Title: Dark Matter-Induced Collapse of Neutron Stars: A Possible Link Between Fast Radio Bursts and the Missing Pulsar Problem
Authors: J. Fuller & C. Ott
First Author’s Institution: California Institute of Technology
Paper Status: Submitted to MNRAS
If Astronomers hosted the Grammys, Fast Radio Bursts would likely be New Artist of the Year (and these guys would win Best Choreography). Fast Radio Bursts (FRBs) are extreme bursts of radio emission that last for a few milliseconds. They were discovered in 2013, and, in 2014, the number papers on FRBs skyrocketed. The origin of these transients is still uncertain — we can’t even agree if they are extraterrestrial! Astrobites has already covered two possible origins: stellar flares and neutron star mergers. Today’s paper suggests an even more exotic source: dark matter annihilation of neutron stars.
Missing Pulsars in the Galactic CenterThe key behind this work is tying together the mysterious origin of the FRBs with another open investigation of astronomy: the case of the missing pulsars. We believe that pulsars are neutron stars formed when the core of a massive star collapses during a supernova. Although there are many massive stars in the center of our galaxy, we have found no pulsars within the central 10 parsecs. (Oddly, scientists have discovered a magnetar, or what is thought to be a very young pulsar. This helps make the case that we do have the capability to find pulsars, but they seem to be missing.)
There has already been a suggested solution to the “missing pulsar problem”, which involves another mystery character: dark matter. Dark matter is the mysterious stuff that constitutes roughly 30% of universe but that we know almost nothing about. Our best guess is that dark matter is a new type of particle, but its mass and properties are highly uncertain. Given the “correct” set of physical properties, dark matter may be able to “eat” neutron stars from the inside out. Dark matter particles may scatter off the surface of neutron stars, heat up and sink to the cores. In the core, the dark matter particles can accumulate to push the neutron star above its critical mass. This would create a black hole which would swallow the neutron star.
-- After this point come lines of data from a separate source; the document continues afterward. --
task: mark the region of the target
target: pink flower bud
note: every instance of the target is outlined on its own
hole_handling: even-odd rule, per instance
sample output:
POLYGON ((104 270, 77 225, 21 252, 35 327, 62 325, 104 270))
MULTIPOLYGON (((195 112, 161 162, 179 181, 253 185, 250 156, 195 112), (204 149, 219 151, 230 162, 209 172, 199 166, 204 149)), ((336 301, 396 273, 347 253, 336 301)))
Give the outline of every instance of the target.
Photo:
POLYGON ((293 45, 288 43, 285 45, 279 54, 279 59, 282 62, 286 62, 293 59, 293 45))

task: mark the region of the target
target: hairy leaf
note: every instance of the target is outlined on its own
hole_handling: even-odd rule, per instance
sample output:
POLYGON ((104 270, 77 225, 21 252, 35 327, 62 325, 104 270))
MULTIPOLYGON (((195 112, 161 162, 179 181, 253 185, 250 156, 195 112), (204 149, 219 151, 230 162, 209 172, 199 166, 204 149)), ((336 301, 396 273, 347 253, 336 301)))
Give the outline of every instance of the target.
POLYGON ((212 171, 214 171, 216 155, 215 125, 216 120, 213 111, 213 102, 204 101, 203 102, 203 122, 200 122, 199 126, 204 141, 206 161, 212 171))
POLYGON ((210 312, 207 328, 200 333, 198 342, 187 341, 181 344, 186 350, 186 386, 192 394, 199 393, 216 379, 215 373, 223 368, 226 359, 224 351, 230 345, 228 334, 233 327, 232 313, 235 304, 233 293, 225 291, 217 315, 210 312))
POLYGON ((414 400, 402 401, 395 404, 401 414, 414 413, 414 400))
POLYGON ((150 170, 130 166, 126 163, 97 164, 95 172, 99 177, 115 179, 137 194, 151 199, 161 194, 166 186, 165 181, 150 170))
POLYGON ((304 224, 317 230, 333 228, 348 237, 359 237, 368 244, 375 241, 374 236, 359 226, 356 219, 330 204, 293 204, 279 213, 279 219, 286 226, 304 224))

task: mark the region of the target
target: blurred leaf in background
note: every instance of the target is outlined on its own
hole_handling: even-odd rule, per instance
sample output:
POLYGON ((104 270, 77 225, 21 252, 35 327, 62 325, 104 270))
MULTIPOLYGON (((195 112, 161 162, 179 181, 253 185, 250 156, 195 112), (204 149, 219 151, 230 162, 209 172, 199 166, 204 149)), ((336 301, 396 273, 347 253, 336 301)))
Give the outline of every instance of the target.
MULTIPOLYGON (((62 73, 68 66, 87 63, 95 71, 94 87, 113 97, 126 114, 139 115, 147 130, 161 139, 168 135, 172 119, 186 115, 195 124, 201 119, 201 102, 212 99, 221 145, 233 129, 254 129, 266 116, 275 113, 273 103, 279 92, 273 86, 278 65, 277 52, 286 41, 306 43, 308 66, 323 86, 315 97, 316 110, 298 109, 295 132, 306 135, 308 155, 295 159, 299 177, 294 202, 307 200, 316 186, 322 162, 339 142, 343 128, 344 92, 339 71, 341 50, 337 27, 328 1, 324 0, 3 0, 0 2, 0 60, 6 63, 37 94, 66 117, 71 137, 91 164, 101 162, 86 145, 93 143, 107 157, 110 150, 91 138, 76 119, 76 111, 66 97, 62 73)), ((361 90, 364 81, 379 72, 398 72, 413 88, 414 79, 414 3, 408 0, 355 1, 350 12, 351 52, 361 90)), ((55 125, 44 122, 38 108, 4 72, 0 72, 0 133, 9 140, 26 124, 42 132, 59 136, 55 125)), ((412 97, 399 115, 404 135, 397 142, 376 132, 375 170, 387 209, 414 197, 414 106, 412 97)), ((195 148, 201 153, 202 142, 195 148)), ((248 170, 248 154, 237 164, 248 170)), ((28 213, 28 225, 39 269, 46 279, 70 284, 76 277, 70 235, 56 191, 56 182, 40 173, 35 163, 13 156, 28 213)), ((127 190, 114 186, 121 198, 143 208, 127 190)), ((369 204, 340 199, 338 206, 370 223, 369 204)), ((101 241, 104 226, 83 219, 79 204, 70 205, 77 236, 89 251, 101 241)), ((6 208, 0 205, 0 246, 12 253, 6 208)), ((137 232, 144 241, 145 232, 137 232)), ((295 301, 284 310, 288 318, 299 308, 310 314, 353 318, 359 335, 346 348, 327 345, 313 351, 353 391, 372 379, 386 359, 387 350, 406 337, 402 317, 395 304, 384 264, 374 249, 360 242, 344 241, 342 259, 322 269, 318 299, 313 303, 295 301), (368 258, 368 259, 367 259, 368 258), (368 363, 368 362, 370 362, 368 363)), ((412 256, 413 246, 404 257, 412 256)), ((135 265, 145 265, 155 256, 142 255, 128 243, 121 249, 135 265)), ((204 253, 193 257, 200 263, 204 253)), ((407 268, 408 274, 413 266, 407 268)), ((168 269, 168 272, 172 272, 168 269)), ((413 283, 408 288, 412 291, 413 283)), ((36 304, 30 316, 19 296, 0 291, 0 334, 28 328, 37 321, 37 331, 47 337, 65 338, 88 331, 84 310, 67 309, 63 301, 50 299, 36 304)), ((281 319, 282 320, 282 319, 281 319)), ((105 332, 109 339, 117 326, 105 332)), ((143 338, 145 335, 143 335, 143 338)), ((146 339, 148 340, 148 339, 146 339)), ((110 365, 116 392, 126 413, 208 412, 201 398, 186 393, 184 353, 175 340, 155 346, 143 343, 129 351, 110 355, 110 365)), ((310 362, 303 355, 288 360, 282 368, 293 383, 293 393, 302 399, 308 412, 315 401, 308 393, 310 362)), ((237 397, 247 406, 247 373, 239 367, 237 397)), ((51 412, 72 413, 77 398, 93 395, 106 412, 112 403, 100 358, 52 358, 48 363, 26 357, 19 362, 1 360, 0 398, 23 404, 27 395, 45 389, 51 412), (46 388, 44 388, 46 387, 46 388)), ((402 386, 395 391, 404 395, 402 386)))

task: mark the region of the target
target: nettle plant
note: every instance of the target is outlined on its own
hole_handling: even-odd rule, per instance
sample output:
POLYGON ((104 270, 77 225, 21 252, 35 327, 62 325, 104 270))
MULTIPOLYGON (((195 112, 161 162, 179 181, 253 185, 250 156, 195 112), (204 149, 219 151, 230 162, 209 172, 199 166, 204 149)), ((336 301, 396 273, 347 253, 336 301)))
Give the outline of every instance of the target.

You don’t need a lot of dark matter to trigger black hole creation— only about an asteroid-sized amount; however, because dark matter is unlikely to interact with nucleons, the density of dark matter must be extremely high. And where is dark matter density the highest? In the centers of galaxies, where pulsars appear to be missing!
Are Fast Radio Bursts Collapsing Neutron Stars?
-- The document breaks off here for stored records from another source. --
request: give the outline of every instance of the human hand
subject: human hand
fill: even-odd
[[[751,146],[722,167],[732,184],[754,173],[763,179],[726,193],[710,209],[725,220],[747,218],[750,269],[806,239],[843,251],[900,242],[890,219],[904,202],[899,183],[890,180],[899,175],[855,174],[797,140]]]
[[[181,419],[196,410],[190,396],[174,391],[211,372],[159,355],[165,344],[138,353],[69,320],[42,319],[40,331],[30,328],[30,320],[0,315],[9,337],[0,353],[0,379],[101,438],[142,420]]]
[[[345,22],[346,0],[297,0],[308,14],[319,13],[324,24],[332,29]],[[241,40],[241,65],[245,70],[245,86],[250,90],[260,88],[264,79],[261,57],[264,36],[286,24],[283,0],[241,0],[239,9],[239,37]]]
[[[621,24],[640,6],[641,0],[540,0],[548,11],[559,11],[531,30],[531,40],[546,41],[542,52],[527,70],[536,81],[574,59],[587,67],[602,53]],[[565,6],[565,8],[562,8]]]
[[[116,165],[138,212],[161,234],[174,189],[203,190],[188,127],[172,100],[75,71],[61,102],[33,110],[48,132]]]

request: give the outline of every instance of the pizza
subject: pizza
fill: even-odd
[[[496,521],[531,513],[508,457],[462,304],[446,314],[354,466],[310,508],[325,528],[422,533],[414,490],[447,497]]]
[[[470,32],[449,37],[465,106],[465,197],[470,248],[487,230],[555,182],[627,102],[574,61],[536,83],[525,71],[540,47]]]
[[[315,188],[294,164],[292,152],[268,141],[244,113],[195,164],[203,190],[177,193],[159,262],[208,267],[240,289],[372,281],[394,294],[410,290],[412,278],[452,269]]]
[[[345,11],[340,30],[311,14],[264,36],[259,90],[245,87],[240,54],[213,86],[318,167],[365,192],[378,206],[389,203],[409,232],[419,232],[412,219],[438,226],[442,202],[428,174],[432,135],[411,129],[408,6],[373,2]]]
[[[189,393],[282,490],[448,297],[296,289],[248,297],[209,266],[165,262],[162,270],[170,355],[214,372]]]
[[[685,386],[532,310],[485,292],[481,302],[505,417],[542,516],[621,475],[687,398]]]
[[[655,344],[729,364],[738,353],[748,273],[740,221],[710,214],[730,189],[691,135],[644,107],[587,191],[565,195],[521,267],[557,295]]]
So what role do Fast Radio Bursts play in all of this? Today’s paper suggests that FRBs are the astrophysical burp caused by the black hole gobbling up the neutron star. The authors show that the energy released and the millisecond timescale of the FRBs roughly match what is expected from a collapsing neutron star.
Additionally, the authors estimate how often FRBs should occur if they were caused by collapsing neutron stars. To do this, they construct a model galaxy with the large dark matter density necessary for black hole formation. They estimate how many neutron stars form yearly in the model galaxy and give a very rough estimate of how many FRBs we should see. Fig. 1 shows the model galaxy’s dark matter distribution and estimated FRB rate. They find that there is about one FRB every one hundred years in a single galaxy if their theory is correct. Extrapolating to the night sky, they estimate that about 5,000 FRBs should occur every day. This is about half the FRB rate that we currently see in observations.
Implications of Neutron Star Collapse
If this theory is correct,the authors lay down some basic hypotheses about dark matter, the missing pulsar problem and fast radio bursts:
- Dark matter has well specified properties: Currently, the properties of dark matter are highly uncertain. This theory provides tight constraints on dark matter’s interaction rate with baryonic matter. Dark matter needs to accumulate quickly enough in the neutron star to not radiate away due to Hawking radiation before eating the neutron star. It also needs to accumulate slowly enough that pulsars can exist in regions far away from the galactic center.
- The missing pulsar problem should be astrophysically real: Neutron stars and pulsars should really be missing from the center of our galaxy, and there should not be an observational explanation for why we have not seen them. Additionally, in the place of these missing pulsars should be solar-mass black holes which have eaten up all the neutron stars.
- The basic properties of FRBs should hold: FRBs should still be fast, occur only once and exist predominantly in the radio. This study also finds that FRBs should be clumped near the centers of galaxies, where the dark matter concentration is high enough to facilitate neutron star collapse.
Dark matter preying upon neutron stars and belching the remnants our way is certainly an exciting theory, but, for now, the source of FRBs remains a mystery. We’ll have to wait and see what new insights and observations 2015 will provide to us about these elusive events.